Kaia上のJPYC流通残高がチェーン別で首位に
レイヤー1ブロックチェーン「カイア(Kaia)」の支援組織であるカイアDLT財団(KAIA DLT Foundation)が、円建てステーブルコイン「JPYC」のカイア上での流通額が3.3億円を突破し、JPYCのチェーン別流通残高で首位になったと6月18日に発表した。
カイアDLT財団によると、JPYCはカイアへの統合以降、高速なトランザクション処理性能やEVM互換性、ガス代委任機能などを背景に利用が拡大しているという。またJPYCは現在カイアの他、ポリゴン(Polygon)、イーサリアム(Ethereum)、アバランチ(Avalanche)などの主要チェーンでも展開している。同財団は、カイア上のJPYC流通額がポリゴン、イーサリアム、アバランチなどを上回ったと説明している。
JPYCは今年5月、発行・償還プラットフォーム「JPYC EX」のアップデートによりカイアへ対応した。JPYCはそれまでアバランチ、イーサリアム、ポリゴンの3チェーンで展開されていたが、カイア対応により4チェーン体制となっている。
JPYCのオンチェーンデータサイト「JPYCインフォ(JPYC info)」によると、記事執筆時点のJPYCの累計発行額は約33.6億JPYC、累計償還額は約24.6億JPYC、現在の総流通量は約9.5億JPYCとなっている。また、JPYCのチェーン別総流通量は、カイアが約3.84億JPYC、ポリゴン(Polygon)が約3.31億JPYC、イーサリアム(Ethereum)が約1.42億JPYC、アバランチ(Avalanche)が約9,300万JPYCとなっており、流通残高ベースではカイアが最大となっている。なお、これらの数値はリアルタイムで変動する。
一方で、JPYCの保有アドレス数は、ポリゴンが約36,000アドレス、アバランチが約23,000アドレス、イーサリアムが約1,600アドレスであるのに対し、カイアは約850アドレスとなっている。流通残高ではカイアが最大である一方、保有アドレス数は他チェーンを下回っており、1アドレスあたりの平均保有量は相対的に大きい構造となっている。

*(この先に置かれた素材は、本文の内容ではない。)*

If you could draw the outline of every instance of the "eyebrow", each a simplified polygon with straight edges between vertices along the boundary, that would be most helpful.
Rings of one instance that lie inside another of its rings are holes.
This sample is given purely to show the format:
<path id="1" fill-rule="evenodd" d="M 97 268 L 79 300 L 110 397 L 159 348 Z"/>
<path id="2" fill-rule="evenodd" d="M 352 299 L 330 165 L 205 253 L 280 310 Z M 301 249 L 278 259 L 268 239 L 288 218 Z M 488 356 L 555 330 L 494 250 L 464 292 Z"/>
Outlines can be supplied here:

なお、JPYCインフォでは、チェーン別で比較できる取引件数やアクティブウォレット数などのデータは確認できない。
韓国でウォン建てステーブルコインPoC、クロスボーダー送金も検証
今回の発表では、JPYCの利用拡大を支える取り組みとして、ステーブルコインウォレット「ユニファイ(Unifi)」との連携についても紹介された。
ユニファイは、コミュニケーションアプリ「ライン(LINE)」上で利用できるサービスだ。発表によると、ユーザーはJPYC公式サイトから購入したJPYCをユニファイウォレットへ移転して利用できるとのこと。
さらにカイアDLT財団は、韓国4大市中銀行の一角であるKB国民銀行(KB Kookmin Bank)、決済事業者KGイニシス(KG Inicis)、デジタルアセットソリューション企業オープンアセット(OpenAsset)と共同で、韓国ウォン建てステーブルコインに関する実証実験(PoC)を実施したことも明らかにした。
同PoCでは、利用者が従来と同様のインターフェースでQRコード決済を行う一方、加盟店への精算処理をカイア上のスマートコントラクトで自動化する仕組みを検証したとのこと。
また、同財団は韓国からベトナムへのクロスボーダー送金についても検証を行ったという。同財団は、ウォン建てステーブルコインを米ドル連動資産へ変換したうえでベトナム国内の銀行口座へ送金する仕組みを構築し、3分以内での送金処理を実現したと説明している。また、従来のSWIFT送金と比較して送金コストを約87%削減できる可能性も確認されたとのこと。
同財団は今後、アジア各国の金融機関や事業会社などとの連携を強化し、ステーブルコインを活用した決済および金融インフラの整備を進める方針としている。